There is a line in Lulu Wang’s (second) feature adaptation of a story she told in 2016 on NPR’s This American Life podcast that succinctly encapsulates the foundation of many immigrants’ communities: ‘In the East, one’s life is part of a whole: Family. Society.’ This line is delivered by Billi’s (Awkwafina) uncle Haibin (Jiang Yongbo) as a rebuttal to her growing willingness to reveal the real reason why her grandmother’s, Nai Nai (Zhao Shuzhen), family have all conveniently come to visit her at the same time. Amidst the back-and-forth this dialogue serves as a demonstration of the cultural divide that the film is, in part, set against. Along with her parents, Haiyan (Tzi Ma) and Jian (Diana Lin), Billi moved to America at the age of six, and is now a writer with no prospects living in Brooklyn, so her reluctance to accept such tradition seems reasonable as her American sensibilities collide with her Chinese culture signifying the cultural conflict several immigrant children in the West face whilst evolving within two worlds.

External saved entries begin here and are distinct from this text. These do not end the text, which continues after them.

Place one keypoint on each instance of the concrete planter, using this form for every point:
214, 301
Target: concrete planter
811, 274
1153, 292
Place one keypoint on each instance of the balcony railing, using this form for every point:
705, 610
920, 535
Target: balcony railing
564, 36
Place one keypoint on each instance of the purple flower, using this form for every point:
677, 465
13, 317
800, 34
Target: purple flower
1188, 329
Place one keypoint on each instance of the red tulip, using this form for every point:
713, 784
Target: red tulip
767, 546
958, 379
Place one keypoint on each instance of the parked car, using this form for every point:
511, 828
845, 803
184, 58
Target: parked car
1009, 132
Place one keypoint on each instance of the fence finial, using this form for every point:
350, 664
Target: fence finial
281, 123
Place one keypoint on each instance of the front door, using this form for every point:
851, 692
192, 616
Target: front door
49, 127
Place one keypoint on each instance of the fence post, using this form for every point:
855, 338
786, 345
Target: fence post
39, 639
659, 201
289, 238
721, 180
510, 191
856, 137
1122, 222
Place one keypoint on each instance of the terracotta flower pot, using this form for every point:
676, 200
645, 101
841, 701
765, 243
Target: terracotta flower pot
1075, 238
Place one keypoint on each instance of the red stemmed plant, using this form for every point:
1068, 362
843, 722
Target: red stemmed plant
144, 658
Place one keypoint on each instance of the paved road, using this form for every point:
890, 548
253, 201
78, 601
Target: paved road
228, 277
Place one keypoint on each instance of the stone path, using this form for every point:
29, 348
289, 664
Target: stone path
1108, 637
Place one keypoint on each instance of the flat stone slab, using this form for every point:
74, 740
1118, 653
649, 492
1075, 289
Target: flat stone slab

As for the visit: “The Farewell” tells the story of Billi’s ailing grandmother who was recently diagnosed with terminal lung cancer; however, Nai Nai’s sister (played by) has not told her because it is Chinese tradition — although not practised by all — to not reveal cancer diagnosis to family members because according to Confucianism, family members deem it as their responsibility to make medical decisions when a patient is diagnosed with a form of cancer, and so depending on the situation they will decide whether to instruct the doctor to withhold the information entirely or dilute the severity in their description. Her uncle Haibin reinforces this in the aforementioned scene, “It’s our duty to carry this emotional burden for her,” he says. Unlike in the West where direct truth is the norm. However, we are told at the beginning that the film is based on a “big lie”; it’s the easing into a cultural norm where innocent deployment of controlled emotions in the form of small lies, or ‘white lies’, that has sustained relationships within families for centuries that is compelling.

An evocative display of the human condition focusing on grief and confronting the inevitable. Paced sublimely, Wang’s profound screenplay is filled with moments of comedy contrasted by ones of exploration and realisation; unravelling against Alex Weston’s captivating score. Succinctly demonstrating the cultural differences between the East and West in regard to family, a demonstration that’s (personally, so emotionally compelling that I cried) whilst ensuring both sides are assessed; the result: A collection of perspectives, ultimately settling with the established one that has sustained their way of life, reinforcing the necessity of cultural maintenance. The virtuosity of “The Farewell”, for me, is the balance it strikes between a personal story yet simultaneously being expansive enough to be relative to almost everyone; partly, thanks to Awkwafina’s aching portrayal of an eastern expat raised in the West grappling with the intersection of her culture and her upbringing.